Before she descended, Inanna was the Queen of Heaven. Worshipped in ancient Sumer over four thousand years ago, she was the goddess of love and war, fertility and fate – celebrated for her beauty, her storm-force, and her power to grant or withdraw favour. In the hymns of Enheduanna, the earliest known named author in human history, Inanna is addressed with reverence and fear: a divine figure whose presence causes trembling in the heavens and upheaval on earth. She is exalted, adorned, and obeyed.
And then she descends.
In The Descent of Inanna, the goddess leaves her throne and enters the underworld. She does so ostensibly to witness the funeral rites of Gugalanna, consort of her sister Ereshkigal, queen of the dead. But the journey is more than ceremonial. It is layered, ambiguous: a confrontation, perhaps even a challenge, to the unseen domain of death, grief, and silence. At each of the seven gates, Inanna is stripped of her regalia – her crown, rod, jewels and robe – until she stands naked before Ereshkigal. She is judged, executed, and hung on a hook in the dark.
Traditional readings interpret this myth as a cycle of death and rebirth. But seen through a structural and psychological lens, Inanna’s descent becomes an allegory of transformation, both personal and political. The gatekeepers who demand her symbols mirror the systems that strip individuals of identity when they defy convention. Ereshkigal, portrayed as keening and inconsolable, is not only the ruler of the dead but a figure of the shadow: the buried, grief-stricken aspect of the self, and the archetype of everything denied by divine perfection.
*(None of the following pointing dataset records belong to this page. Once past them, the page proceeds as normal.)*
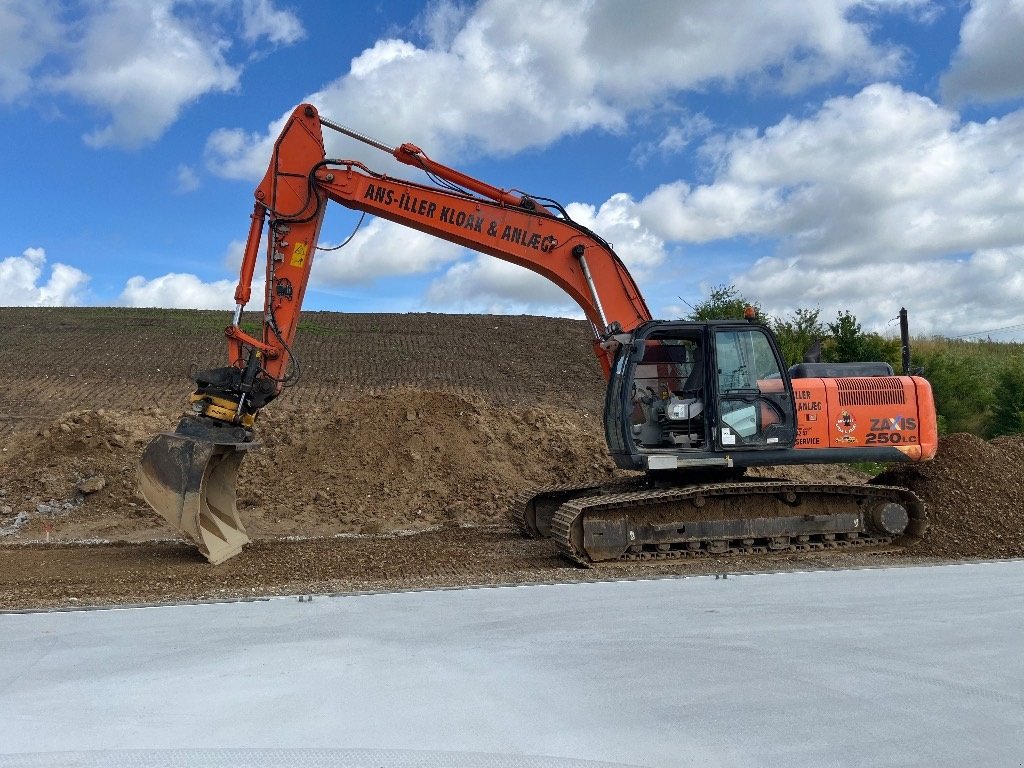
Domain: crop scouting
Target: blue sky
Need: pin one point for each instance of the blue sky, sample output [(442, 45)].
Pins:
[(842, 155)]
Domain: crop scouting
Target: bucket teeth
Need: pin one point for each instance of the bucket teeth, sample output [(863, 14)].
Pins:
[(190, 482)]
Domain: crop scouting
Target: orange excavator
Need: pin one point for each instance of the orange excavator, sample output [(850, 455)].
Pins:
[(688, 408)]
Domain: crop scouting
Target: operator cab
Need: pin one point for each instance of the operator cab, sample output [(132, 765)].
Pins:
[(692, 393)]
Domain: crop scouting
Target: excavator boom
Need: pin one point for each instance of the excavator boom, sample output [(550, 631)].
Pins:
[(188, 476)]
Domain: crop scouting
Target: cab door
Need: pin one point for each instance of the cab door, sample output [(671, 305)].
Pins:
[(754, 399)]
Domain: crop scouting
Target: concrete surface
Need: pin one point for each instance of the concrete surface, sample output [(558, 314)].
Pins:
[(906, 667)]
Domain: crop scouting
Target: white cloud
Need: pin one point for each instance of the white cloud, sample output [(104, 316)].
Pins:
[(485, 284), (29, 30), (142, 65), (186, 179), (261, 19), (20, 282), (139, 64), (498, 80), (880, 200), (944, 295), (619, 221), (178, 291), (988, 65), (381, 249), (884, 174)]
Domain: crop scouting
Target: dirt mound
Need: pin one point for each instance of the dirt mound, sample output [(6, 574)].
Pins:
[(974, 491), (410, 459), (75, 476), (404, 460)]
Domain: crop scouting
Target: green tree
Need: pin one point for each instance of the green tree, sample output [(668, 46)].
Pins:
[(724, 302), (963, 389), (1008, 401), (798, 333), (848, 343)]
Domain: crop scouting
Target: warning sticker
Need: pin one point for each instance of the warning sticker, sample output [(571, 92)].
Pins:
[(299, 254)]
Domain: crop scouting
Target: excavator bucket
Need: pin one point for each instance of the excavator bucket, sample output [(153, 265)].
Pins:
[(190, 483)]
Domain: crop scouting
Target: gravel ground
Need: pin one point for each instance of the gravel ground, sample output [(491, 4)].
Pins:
[(40, 576)]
In Jungian terms, Inanna’s descent evokes the path of individuation, or the painful integration of the unconscious, where the ego must relinquish its trappings of control in order to encounter the self in its wholeness. This is not a myth of loss, but of radical interiority. The stripping is a necessary relinquishment of inherited roles. The silence is a necessary confrontation with what power cannot say. Her death is not annihilation; it is the symbolic death of certainty.
Seven Gates / Seven Stations reimagines this descent as a sacred and structural unmaking. The poem unfolds as a dialogue between two voices: the liturgical exaltation of Enheduanna, drawn from ancient hymns, and Inanna’s first-person response, voiced not from divinity above, but from within the depths. The structure echoes the Stations of the Cross, where each gate becomes a station – a moment in a ritual of exposure, stripping, and transformation.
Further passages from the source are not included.